Incredible, and yet, White has made improbable success a regular occurrence. He was a walk-on at Western Carolina University. White was a 33rd-round Draft choice of the Astros in 2013. He was primarily a third baseman earlier in his career, but he is playing first base for Houston now, even though at 5-foot-11, he is less than ideal height for a Major League first baseman. But so what? The way White was swinging the bat, every first-round pick in the game would be jealous. Astros manager A.J. Hinch inserted White in the seventh spot in the batting order, then the sixth and, in the past two games, the fifth. The justifiable feeling was that White would hit no matter where he was in the lineup.

"I don't want him to change one thing," Hinch said. "I want him to continue to take quality at-bats, get good pitches to hit and take whatever he's given. If they're pitching him away, he hits the ball over the right-center-field fence. He can do that in the five-hole, the six-hole, the seven-hole or wherever he's going to be."

An outstanding example of a young player in a crucial lineup spot is shortstop Carlos Correa, the 2015 American League Rookie of the Year Award winner, who has made himself the No. 3 hitter in Houston's order.

"Correa was similar last year," Hinch said. "You want to alleviate some of the pressure of being brand new at this level, and there comes a point where by actions these guys have made themselves more viable options for the middle of the order. Tyler White's hard to shake. He doesn't look like he'd be affected by wherever I put him. Anywhere from leadoff to ninth, he can hit."

White has hit at every level, and it is telling that his best Minor League numbers came in 57 games at Triple-A Fresno last season, when his line was .362/.467/.559.

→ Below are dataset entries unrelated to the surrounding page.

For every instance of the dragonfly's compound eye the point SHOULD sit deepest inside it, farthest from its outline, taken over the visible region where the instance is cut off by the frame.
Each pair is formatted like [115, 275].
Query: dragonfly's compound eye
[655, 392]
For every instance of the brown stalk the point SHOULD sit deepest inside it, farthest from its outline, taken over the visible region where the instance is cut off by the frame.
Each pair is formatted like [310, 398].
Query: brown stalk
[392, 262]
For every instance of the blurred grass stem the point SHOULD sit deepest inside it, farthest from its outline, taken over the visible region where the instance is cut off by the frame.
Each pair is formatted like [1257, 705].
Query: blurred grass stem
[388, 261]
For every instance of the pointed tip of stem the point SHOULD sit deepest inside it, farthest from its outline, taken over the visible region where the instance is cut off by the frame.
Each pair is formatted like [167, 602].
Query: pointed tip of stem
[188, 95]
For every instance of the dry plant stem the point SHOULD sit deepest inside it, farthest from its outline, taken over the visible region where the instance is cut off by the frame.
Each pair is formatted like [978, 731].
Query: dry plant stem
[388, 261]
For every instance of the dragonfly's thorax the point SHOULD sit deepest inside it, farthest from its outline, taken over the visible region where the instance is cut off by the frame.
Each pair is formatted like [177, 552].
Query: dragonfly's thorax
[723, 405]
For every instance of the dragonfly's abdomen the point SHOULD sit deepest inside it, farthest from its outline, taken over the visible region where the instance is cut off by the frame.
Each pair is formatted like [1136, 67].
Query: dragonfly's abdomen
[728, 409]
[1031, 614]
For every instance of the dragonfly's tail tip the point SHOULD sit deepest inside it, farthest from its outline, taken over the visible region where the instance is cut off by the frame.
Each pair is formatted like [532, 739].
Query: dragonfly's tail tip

White has tried, successfully, to remain calm in the face of big league competition and an initial tidal wave of big league success.

"I'm just seeing pitches and trying to put good swings on strikes, trying to stay with my approach, just having a good time out there," he said. "I think that's one of the better parts of my game, being able to use both sides of the fields and control the zone.

"The first at-bat, I was pretty nervous, but after that, it's baseball. It's a game. You kind of have to settle in. The strike zone is the strike zone, and the game is the game. That's the way I'm trying to look at it. Just going up there, trying to stay with my approach and have a good time playing the game."

Those are words to live by for a life in baseball. In the other half of the game, White has adapted to first base and moves well. He was charged with an error Sunday on a difficult throw, but the error did not result in a run. Saturday night, White looked like a veteran first baseman, coming off the bag for errant throws and turning them into outs with sweeping tags.

"He's been good," Hinch said. "Just over the last couple of years he's played first base, and he's adapted very well. He's a smaller target over there, so our infielders have had to adjust a little bit.

"But his mobility, he worked very hard this spring on his positioning with [bench coach] Trey Hillman, so he's comfortable getting off the base in our shifts, which is very important. He's very diligent in his work pregame. And he takes defense seriously, which I appreciate.

"That's an underappreciated position defensively, first base. Specifically for our team that shifts a lot, a lot of responsibility falls on that guy to be agile and be mobile."

The start to White's career has been the stuff of dreams. This kind of thing doesn't get sustained in baseball. Still, it offers a glimpse of the successful player that he could be.

Mike Bauman is a national columnist for MLB.com. This story was not subject to the approval of Major League Baseball or its clubs.